The Case for Books: Past, Present, and Future, first published last year in hardback and last month in paperback, is a retrospective collection of essays by Darnton written over the last thirty years, and published principally in the New York Review of Books, but also in other journals such as Daedalus and the Chronicle of Higher Education. Divided into three sections—Future, Present and Past—the collection of linked essays begins with an interrogative piece focused on the Google Books digitization initiative and its potential impact for scholars and readers worldwide in the rapidly changing world of new media. The book continues with essays that focus on the opportunities supplied through the emergent world of digital economies over the last fifteen years. The final section offers some interesting insights into the politics of textual conservation (and how they may have failed dismally in the post-war era), as well as the value of book history and bibliography in sounding the depths of textual uncertainty, effortlessly bringing Shakespeare, commonplace books and Voltaire into his ruminations.

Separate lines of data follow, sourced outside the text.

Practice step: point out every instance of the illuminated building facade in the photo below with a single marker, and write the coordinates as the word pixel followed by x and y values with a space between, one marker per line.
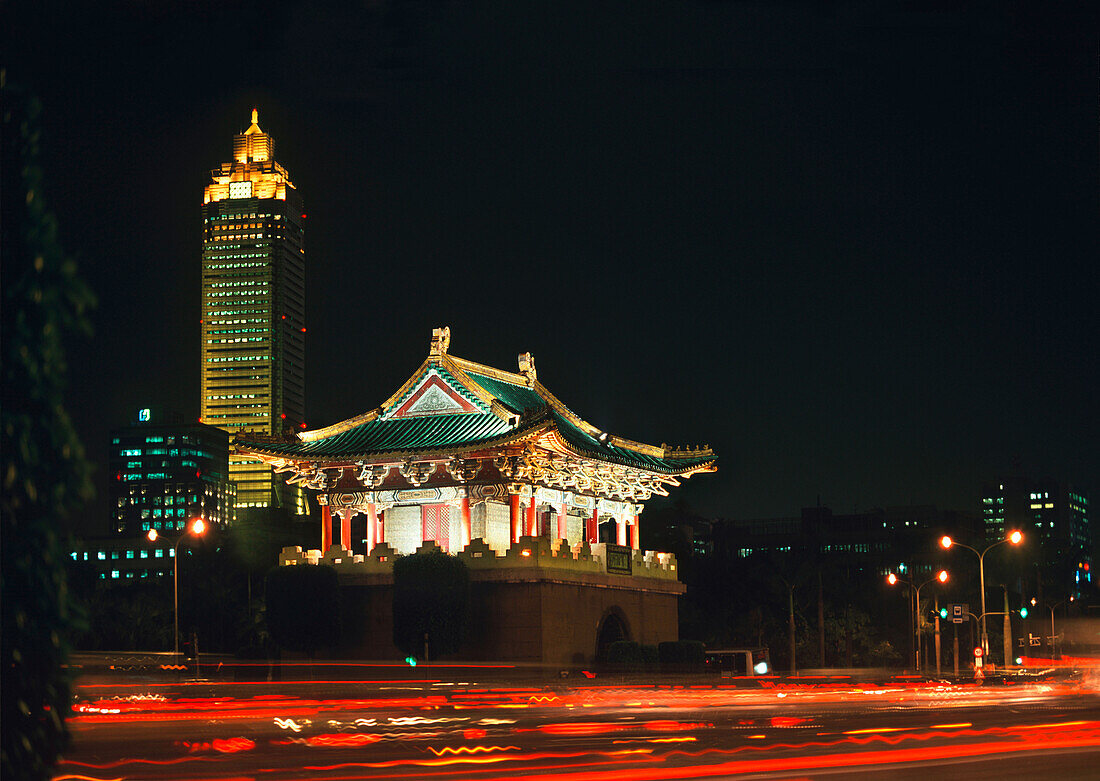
pixel 1054 513
pixel 164 473
pixel 492 466
pixel 253 320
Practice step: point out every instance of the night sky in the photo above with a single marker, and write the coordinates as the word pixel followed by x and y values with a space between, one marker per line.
pixel 849 245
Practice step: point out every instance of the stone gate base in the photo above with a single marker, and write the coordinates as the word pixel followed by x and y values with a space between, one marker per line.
pixel 539 606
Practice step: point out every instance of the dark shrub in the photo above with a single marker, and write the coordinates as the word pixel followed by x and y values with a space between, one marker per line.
pixel 431 596
pixel 303 607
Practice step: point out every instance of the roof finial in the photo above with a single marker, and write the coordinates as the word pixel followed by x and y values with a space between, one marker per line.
pixel 440 340
pixel 527 367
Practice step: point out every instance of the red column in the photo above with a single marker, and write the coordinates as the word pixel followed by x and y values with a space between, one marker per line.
pixel 516 518
pixel 345 528
pixel 326 529
pixel 372 527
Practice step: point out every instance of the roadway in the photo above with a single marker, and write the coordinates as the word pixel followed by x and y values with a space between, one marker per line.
pixel 485 724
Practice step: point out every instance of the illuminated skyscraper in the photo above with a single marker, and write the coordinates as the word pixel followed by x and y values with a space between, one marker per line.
pixel 253 310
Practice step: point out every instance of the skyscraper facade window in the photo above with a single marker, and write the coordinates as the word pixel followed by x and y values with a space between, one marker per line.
pixel 165 473
pixel 1056 513
pixel 253 321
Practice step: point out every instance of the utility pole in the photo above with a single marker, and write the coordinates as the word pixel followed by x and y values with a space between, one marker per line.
pixel 821 619
pixel 937 636
pixel 956 650
pixel 790 594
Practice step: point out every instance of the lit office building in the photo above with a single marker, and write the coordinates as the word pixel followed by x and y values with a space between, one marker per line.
pixel 253 310
pixel 1057 514
pixel 165 472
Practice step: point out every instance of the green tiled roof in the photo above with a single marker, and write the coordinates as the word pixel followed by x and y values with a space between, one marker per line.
pixel 442 432
pixel 397 435
pixel 519 398
pixel 524 399
pixel 611 452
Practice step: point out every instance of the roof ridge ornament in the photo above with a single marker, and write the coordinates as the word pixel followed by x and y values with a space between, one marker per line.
pixel 440 341
pixel 527 367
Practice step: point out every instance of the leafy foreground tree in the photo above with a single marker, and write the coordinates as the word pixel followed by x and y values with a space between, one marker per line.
pixel 303 607
pixel 42 465
pixel 431 600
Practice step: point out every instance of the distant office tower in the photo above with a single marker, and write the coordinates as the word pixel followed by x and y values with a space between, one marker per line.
pixel 1053 510
pixel 253 310
pixel 165 473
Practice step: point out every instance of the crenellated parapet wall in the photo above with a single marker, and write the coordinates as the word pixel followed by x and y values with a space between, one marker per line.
pixel 530 553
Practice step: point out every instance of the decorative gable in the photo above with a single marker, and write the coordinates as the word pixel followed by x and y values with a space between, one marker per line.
pixel 432 396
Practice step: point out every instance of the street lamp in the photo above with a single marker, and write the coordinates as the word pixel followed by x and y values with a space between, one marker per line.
pixel 197 527
pixel 1051 607
pixel 1015 538
pixel 942 578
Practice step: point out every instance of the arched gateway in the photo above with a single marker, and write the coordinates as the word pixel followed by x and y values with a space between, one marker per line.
pixel 491 465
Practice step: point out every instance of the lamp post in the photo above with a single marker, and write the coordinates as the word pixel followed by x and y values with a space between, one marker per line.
pixel 1051 607
pixel 1015 538
pixel 197 527
pixel 942 578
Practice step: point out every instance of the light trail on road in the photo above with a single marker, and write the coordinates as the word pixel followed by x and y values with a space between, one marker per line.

Darnton provides a persuasive and nuanced discourse on issues relating to history of the book and, more crucially perhaps, our own present negotiations with textuality. Although this book amounts in many ways to a polemical text, it is nevertheless self-aware polemic and Darnton charts a cautious course between criticism and sympathy in his essays, constructing a dialogic text in many ways. This is a must-read for literary scholars, book historians and anyone interested in the ways in which our response to textuality is shaped by material and economic concerns that we may overlook in our usual responses.